From the Guidelines
A 3-month history of symptoms is suggestive of a chronic condition, and based on the Rome II Diagnostic Criteria, Irritable Bowel Syndrome (IBS) should be considered as a potential diagnosis if the symptoms meet the specified criteria. When evaluating a patient with a 3-month history of symptoms, it is essential to consider the duration and characteristics of the symptoms, as well as any potential underlying causes. According to the American Gastroenterological Association medical position statement on IBS 1, the diagnosis of IBS is based on the presence of abdominal discomfort or pain that has at least two of the following features: relieved with defecation, onset associated with a change in frequency of stool, and/or onset associated with a change in form of stool.
Key Considerations for Diagnosis
- The symptoms should have been present for at least 12 weeks, which need not be consecutive, in the preceding 12 months.
- The diagnosis of IBS presumes the absence of a structural or biochemical explanation for the symptoms.
- A complete physical examination, sigmoidoscopy, and additional testing when indicated should be performed to rule out other potential causes of the symptoms.
Evaluation and Testing
- A stool Hemoccult and complete blood count are recommended for screening purposes.
- A sedimentation rate, serum chemistries, and albumin may be ordered based on symptom pattern, geographic area, and relevant clinical features.
- A colonoscopy is recommended for patients over age 50 years, but in younger patients, the decision to perform a colonoscopy or sigmoidoscopy is determined by clinical features suggestive of disease.
Treatment and Management
- Treatment can be started based on the symptom subtype, and the patient's condition should be reevaluated in 3-6 weeks.

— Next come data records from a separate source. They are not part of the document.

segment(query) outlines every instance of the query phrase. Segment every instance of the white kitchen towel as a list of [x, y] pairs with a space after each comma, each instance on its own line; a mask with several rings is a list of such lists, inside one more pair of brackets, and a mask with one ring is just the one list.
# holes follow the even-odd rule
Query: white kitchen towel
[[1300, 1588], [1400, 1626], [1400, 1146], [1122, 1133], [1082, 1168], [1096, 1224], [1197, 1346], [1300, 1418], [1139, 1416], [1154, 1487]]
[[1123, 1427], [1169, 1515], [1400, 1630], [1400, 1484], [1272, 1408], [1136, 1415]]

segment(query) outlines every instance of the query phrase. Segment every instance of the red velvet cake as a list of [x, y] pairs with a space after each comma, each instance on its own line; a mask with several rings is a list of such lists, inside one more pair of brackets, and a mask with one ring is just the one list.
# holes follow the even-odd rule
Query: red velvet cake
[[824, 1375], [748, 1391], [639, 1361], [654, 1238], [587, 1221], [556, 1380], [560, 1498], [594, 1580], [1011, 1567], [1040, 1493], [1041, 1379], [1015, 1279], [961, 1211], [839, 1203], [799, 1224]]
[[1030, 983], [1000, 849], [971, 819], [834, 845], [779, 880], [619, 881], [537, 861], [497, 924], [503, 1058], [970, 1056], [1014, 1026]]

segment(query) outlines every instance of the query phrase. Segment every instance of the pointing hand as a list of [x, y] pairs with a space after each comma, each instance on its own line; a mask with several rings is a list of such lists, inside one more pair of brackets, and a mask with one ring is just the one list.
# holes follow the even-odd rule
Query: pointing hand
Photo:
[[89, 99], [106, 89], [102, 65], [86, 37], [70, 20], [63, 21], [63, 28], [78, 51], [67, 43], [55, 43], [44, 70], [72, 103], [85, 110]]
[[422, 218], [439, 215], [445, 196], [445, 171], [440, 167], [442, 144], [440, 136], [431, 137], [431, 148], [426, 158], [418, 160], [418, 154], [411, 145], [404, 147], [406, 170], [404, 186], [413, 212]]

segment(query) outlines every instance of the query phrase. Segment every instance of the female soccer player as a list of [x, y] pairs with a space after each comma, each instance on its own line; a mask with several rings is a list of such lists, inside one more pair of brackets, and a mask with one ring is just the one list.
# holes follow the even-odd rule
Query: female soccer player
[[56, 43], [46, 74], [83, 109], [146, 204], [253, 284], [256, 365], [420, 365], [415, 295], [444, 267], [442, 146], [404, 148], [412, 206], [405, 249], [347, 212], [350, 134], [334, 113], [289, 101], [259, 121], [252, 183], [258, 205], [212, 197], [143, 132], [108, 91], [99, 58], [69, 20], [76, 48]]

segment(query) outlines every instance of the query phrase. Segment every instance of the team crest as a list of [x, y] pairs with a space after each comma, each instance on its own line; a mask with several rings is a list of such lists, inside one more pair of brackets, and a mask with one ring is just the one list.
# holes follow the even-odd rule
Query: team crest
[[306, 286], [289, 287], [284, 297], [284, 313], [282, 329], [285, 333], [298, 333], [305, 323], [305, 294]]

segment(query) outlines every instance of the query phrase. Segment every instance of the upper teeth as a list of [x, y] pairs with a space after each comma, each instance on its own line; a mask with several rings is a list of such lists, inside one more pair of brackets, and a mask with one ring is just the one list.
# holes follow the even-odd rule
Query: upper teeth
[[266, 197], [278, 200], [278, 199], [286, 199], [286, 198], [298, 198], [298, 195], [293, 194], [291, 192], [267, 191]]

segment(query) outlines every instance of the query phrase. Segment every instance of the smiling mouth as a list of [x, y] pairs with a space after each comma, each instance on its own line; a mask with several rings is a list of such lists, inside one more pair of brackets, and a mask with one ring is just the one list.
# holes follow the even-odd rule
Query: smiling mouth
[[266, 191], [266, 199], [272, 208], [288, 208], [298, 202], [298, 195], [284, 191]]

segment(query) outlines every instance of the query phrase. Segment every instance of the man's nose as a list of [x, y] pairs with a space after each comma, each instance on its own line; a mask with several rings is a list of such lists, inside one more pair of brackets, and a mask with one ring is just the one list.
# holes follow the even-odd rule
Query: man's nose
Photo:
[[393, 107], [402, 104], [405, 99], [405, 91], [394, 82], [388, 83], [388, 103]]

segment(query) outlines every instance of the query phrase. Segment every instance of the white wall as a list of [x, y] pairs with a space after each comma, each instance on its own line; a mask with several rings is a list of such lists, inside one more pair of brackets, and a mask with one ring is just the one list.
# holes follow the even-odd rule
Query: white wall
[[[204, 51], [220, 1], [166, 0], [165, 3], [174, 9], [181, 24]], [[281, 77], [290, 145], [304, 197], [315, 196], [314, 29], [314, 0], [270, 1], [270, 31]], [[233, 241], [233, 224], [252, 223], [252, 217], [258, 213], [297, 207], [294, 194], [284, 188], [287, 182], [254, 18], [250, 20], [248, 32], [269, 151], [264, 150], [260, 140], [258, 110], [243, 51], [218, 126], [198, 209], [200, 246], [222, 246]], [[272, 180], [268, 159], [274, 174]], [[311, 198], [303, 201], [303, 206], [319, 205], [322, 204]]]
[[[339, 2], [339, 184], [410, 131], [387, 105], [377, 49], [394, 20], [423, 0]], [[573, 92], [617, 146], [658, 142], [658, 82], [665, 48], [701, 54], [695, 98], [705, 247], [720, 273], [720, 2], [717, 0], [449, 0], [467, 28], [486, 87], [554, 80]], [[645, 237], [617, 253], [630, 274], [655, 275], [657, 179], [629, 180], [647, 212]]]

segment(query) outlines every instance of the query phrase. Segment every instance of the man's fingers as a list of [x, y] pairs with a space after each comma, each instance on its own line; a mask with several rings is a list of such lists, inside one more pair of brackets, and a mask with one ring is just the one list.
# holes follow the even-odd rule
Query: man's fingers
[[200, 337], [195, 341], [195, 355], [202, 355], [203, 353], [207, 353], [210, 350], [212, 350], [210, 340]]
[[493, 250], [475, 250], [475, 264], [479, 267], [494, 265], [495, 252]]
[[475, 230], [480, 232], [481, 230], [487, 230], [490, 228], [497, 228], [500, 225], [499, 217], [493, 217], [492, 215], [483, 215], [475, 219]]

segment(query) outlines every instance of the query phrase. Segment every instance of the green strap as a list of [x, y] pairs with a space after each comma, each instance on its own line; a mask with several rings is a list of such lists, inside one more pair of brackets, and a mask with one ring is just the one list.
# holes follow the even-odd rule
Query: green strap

- If treatment is unsuccessful, or if further evaluation seems needed, additional studies based on symptom subtype can be undertaken. The diagnosis and management of IBS should be based on the most recent and highest-quality evidence, and the Rome II Diagnostic Criteria should be used to guide the diagnosis of IBS 1.
From the Research
Diagnosis of Symptoms
To diagnose a 3-month history of symptoms, it is essential to consider various factors, including the clinical presentation, degree of inflammation, and systems involved.
- The diagnosis is often disease-specific, and treatment varies based on the specific disease, its stage of presentation, and patient symptoms 2.
- A guideline for the treatment and prevention of infections associated with immunosuppressive therapy for autoimmune diseases proposes a risk assessment and prevention strategy, including characterization of the disease, understanding of the mechanism of action of the immunosuppressive drug, and knowledge of previous infections 3.
Considerations for Immunosuppression
When considering immunosuppression, it is crucial to recognize the increased risk of infection, which may be present globally or only for specific agents, varying widely depending on the pharmacological class and even within the same class.
- The prevention strategy and clinical management need to be individually tailored, taking into account several key factors, including laboratory test results, vaccine administration, and monitoring of clinical signs and symptoms 3, 4.
- Systematic screening for latent or chronic infections prior to initiation and close monitoring of patients during immunomodulatory or immunosuppressive therapy are necessary to reduce morbidity and mortality 4.
Treatment Options
Treatment options for infections associated with immunosuppressive therapy include the use of antimicrobial agents, such as ciprofloxacin, which has been shown to be effective against gram-negative pathogens 5.
- Advances in immunosuppressive agents based on signal pathways have led to the development of new therapeutic agents, including JAK inhibitors and mTOR inhibitors, which have shown good therapeutic effects 6.